In this week's issue of Science, Miyuki Sato and Ken Sato from Gunma University in Japan report that autophagy is necessary for the removal of the paternal mitochondria genome in C. elegans. "Autophagosomes engulf paternal mitochondria, resulting in their lysosomal degradation during early embryogenesis," Sato and Sato write, adding that that gives rise to the maternal inheritance of mitochondria.
Similarly, Sara Al Rawi at the Université Pierre et Marie Curie in Paris and her colleagues write in this week's Science that in C. elegans, at fertilization, spermatozoon recruit autophagosomes that degrate the paternal mitochondria.
A related Perspectives article from the University of Texas Southwestern Medical Center's Beth Levine and The Weizmann Institute of Science's Zyulun Elazar notes that "the findings of Sato and Sato and Al Rawi et al. help to explain how paternal mitochondria and mtDNA are destroyed, but why they are destroyed remains a mystery."

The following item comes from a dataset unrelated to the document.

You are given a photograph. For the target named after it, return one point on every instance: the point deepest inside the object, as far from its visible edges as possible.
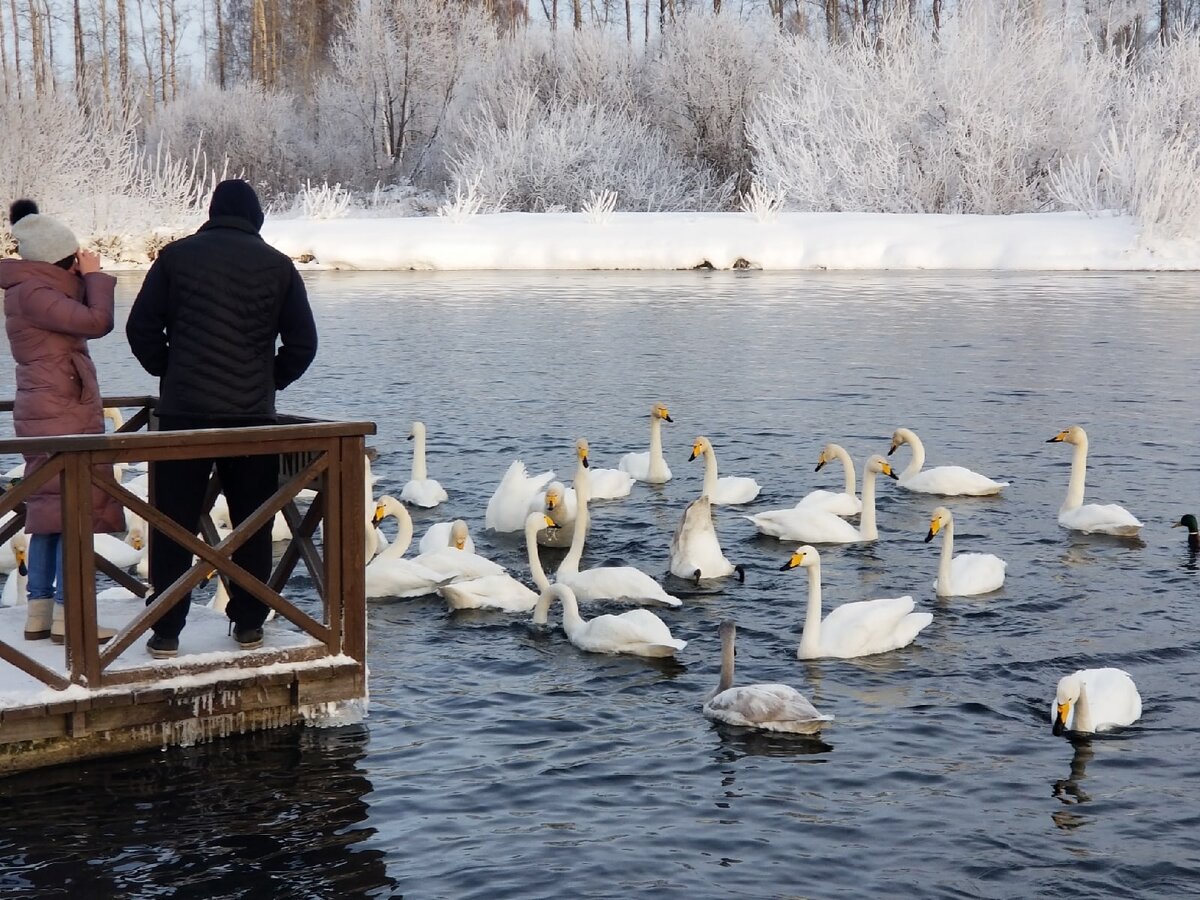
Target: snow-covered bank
(1062, 241)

Also in this week's Science, researchers led by Dana-Farber Cancer Institute's Anthony Letai report that priming cancer cell mitochondria to the apoptotic threshold affects clinical response to cytotoxic chemotherapy agents. The researchers used BH3 profiling to determine the extent of priming in a number of cancer cell types, as BH3 is needed for mitochondrial cell death. "Here we show that differential mitochondrial priming correlates with, and may be a determinant of, differential chemosensitivity. One implication of these results is that agents that selectively increase priming in cancer cells, even if they do not cause cell death by themselves, might enhance the response of tumors to conventional chemotherapy," the researchers write.
A related Perspectives article from Sanford-Burmhan Medical Research Institute's John Reed says that "whether a prominent role for mitochondrial priming applies for all types of cancer, especially solid tumors, remains to be determined." He adds, though, that "the link established between BH3 peptide–induced mitochondrial priming in vitro and clinical responses to chemotherapy, even if they are only applicable to hematological malignancies, bodes well for the various BH3 mimetic therapeutics currently marching their way through clinical trials."